Jul 15, 2021 - Sale 2576

Sale 2576 - Lot 157

Estimate: $ 300 - $ 500
Goldsmith, Elsa M. (1920-2005)
Small Archive of Original Illustrations & Designs.

Consisting of three original camera-ready watercolor illustrations for the dust jackets of Eva Bruce's Call her Rosie, New York: Ives Washburn,1942 (one watercolor sketch and the finished piece); Jack Iams's Prophet by Experience, New York: William Morrow, 1943; Dahris Martin's I Know Tunisia, New York: Ives Washburn, 1943; [and] Erna Barschak's My American Adventure, New York: Ives Washburn, 1945; [together with] tempera on board for an unidentified frozen vegetable package; six original drawings of glass and ceramic ware designed for the Belle Kogan design firm in the 1940s; a blueprint for a flashlight hand mirror designed by Goldsmith for Belle Kogan and manufactured by the Rosenbaum Glass Co. in 1946; a photograph of a ceramic sculpture; [and] four other miscellaneous sketches from the same period, sizes vary; approximately eighteen pieces, most signed.

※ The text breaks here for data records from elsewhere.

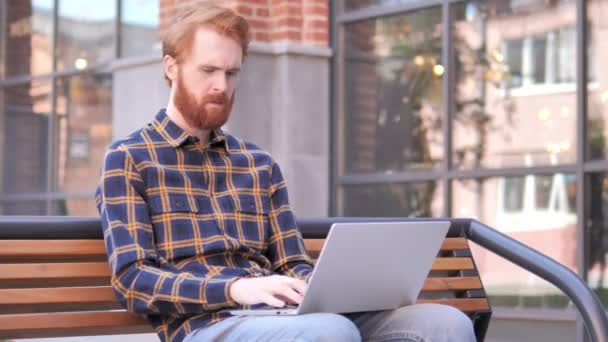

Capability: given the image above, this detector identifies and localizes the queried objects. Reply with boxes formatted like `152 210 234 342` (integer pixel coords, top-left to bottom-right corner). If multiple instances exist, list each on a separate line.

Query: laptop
227 221 450 316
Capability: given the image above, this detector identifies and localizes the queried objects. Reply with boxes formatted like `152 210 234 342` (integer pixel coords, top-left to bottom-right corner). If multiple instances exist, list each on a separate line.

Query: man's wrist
226 276 243 306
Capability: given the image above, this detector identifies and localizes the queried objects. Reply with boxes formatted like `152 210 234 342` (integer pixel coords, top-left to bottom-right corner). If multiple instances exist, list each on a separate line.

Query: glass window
342 0 418 12
341 7 443 175
587 173 608 306
503 176 525 212
51 197 98 216
557 26 576 84
3 0 54 78
341 181 443 217
120 0 160 57
56 0 117 71
505 39 524 88
54 73 113 194
531 35 547 85
587 0 608 160
452 1 577 169
452 174 577 308
0 199 48 215
535 175 553 210
1 80 51 195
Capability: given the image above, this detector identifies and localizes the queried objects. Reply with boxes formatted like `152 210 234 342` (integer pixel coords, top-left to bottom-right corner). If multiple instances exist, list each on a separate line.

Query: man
96 3 476 342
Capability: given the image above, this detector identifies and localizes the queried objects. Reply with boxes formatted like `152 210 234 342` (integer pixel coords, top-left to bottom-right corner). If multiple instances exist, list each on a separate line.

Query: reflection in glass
503 177 525 212
342 7 443 174
3 0 54 77
452 1 577 169
54 73 112 193
342 182 443 217
587 0 608 160
51 198 98 216
120 0 160 57
0 200 47 215
343 0 417 12
587 173 608 307
1 81 51 195
452 174 577 308
56 0 116 71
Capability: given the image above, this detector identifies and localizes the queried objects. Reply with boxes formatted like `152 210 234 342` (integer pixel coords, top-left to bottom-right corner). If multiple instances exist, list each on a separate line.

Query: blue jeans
183 303 476 342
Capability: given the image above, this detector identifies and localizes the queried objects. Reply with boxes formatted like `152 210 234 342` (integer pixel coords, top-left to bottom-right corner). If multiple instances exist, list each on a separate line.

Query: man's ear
163 55 178 82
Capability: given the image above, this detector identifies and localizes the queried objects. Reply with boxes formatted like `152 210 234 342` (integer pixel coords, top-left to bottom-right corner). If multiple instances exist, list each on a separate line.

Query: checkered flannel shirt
95 109 314 342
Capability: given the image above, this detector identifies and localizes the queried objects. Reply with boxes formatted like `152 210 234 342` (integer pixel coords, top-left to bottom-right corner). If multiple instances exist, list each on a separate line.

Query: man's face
172 27 242 130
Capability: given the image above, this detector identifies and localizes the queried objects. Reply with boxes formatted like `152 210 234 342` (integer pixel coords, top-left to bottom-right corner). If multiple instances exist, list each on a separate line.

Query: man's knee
429 304 475 337
300 313 361 342
391 304 475 341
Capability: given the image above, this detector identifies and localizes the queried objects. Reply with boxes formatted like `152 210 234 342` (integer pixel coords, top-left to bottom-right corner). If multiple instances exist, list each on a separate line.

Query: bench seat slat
0 311 149 336
431 257 474 271
0 240 106 260
304 238 468 256
0 277 483 307
0 238 469 261
0 262 110 280
0 259 474 281
422 277 482 291
0 286 116 305
417 298 490 312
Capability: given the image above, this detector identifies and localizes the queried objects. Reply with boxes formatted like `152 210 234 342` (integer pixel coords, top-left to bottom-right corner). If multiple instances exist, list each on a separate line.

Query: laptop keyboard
251 303 299 310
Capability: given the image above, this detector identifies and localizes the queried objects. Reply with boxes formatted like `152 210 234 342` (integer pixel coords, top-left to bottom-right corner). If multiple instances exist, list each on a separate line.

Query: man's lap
183 303 476 342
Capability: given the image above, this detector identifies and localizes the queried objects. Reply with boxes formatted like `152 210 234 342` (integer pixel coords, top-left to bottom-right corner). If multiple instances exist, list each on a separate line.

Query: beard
173 75 234 131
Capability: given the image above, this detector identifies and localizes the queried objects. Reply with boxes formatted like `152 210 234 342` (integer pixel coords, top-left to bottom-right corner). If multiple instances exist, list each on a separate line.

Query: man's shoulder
103 125 158 165
225 133 274 161
107 125 156 153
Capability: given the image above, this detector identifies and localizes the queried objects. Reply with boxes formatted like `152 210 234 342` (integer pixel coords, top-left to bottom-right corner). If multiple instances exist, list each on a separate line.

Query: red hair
162 2 250 86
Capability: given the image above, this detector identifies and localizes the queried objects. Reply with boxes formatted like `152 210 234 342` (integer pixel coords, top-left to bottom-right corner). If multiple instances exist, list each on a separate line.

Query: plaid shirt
95 109 314 342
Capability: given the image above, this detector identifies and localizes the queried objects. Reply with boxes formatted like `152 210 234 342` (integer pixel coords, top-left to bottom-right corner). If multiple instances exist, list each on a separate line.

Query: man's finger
288 278 308 295
275 286 303 305
262 293 285 308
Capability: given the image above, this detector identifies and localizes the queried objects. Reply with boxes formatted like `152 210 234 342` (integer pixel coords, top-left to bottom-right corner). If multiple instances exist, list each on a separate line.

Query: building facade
1 0 608 341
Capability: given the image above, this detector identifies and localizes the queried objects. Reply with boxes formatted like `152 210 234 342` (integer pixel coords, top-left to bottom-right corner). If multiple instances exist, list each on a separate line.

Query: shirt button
175 200 184 208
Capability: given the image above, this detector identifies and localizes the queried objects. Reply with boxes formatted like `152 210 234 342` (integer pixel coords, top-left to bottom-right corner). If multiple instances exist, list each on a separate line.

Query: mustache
203 93 228 104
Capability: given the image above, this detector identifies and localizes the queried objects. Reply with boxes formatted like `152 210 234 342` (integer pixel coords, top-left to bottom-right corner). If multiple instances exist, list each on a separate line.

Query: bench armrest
296 217 608 342
467 220 608 342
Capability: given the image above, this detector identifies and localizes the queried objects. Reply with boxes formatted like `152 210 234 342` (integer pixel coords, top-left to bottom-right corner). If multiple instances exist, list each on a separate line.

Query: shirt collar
152 109 229 152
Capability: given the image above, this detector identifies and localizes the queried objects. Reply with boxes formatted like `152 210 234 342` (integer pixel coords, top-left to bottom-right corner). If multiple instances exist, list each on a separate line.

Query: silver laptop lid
298 221 450 314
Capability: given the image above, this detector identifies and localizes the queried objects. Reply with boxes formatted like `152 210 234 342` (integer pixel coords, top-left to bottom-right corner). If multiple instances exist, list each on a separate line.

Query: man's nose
210 72 227 93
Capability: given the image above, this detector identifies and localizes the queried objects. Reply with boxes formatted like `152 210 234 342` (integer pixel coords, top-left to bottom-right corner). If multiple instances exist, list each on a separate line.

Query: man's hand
229 275 308 307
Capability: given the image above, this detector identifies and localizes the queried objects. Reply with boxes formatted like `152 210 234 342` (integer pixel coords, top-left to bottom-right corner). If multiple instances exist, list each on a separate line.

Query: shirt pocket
148 193 221 261
233 195 270 250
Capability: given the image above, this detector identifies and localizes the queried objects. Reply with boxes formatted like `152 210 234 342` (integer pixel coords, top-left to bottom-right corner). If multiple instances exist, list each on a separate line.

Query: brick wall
159 0 329 47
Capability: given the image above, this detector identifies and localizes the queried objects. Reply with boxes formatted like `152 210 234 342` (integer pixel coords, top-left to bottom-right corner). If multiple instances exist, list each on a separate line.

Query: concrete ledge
249 41 333 58
492 307 577 322
110 41 333 72
110 53 161 71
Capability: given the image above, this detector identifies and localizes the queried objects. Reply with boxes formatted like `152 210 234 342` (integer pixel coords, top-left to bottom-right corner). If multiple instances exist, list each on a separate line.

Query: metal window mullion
576 0 589 341
337 0 448 24
340 163 582 186
1 1 7 79
329 0 340 216
583 159 608 172
442 0 453 217
46 0 59 214
116 0 121 59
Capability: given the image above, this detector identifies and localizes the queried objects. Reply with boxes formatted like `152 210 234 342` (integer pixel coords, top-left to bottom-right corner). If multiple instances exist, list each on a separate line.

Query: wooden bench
0 218 491 340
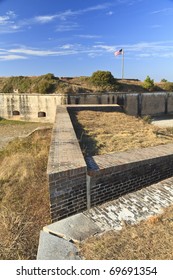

Goldsmith contributed the Joan of Arc portrait to the Sister Chapel project. "The Sister Chapel (1974-78) was an important collaborative installation that materialized at the height of the women's art movement. Conceived as a nonhierarchical, secular commemoration of female role models, The Sister Chapel consisted of an eighteen-foot abstract ceiling that hung above a circular arrangement of eleven monumental canvases, each depicting the standing figure of a heroic woman." It was created by a collaborative group of women artists in 1974. As a feminist conscious-raising experience, this project sought to create an alternative to the patriarchy. It is on display at Rowan University in Glassboro, New Jersey. (cf. Andrew D. Hottle's The Art of the Sister Chapel, New York: Routledge, 2016.)

Russian-born industrial designer Belle Kogan (1902-2000) is considered the Godmother of Industrial Design and one of the founders of the profession itself. She founded her eponymous design studio in New York after attending Pratt, the Art Students League of Manhattan, RISD (where she studied silver design), and NYU. She employed female designers like Goldsmith at her firm throughout its history from 1932 through 1970.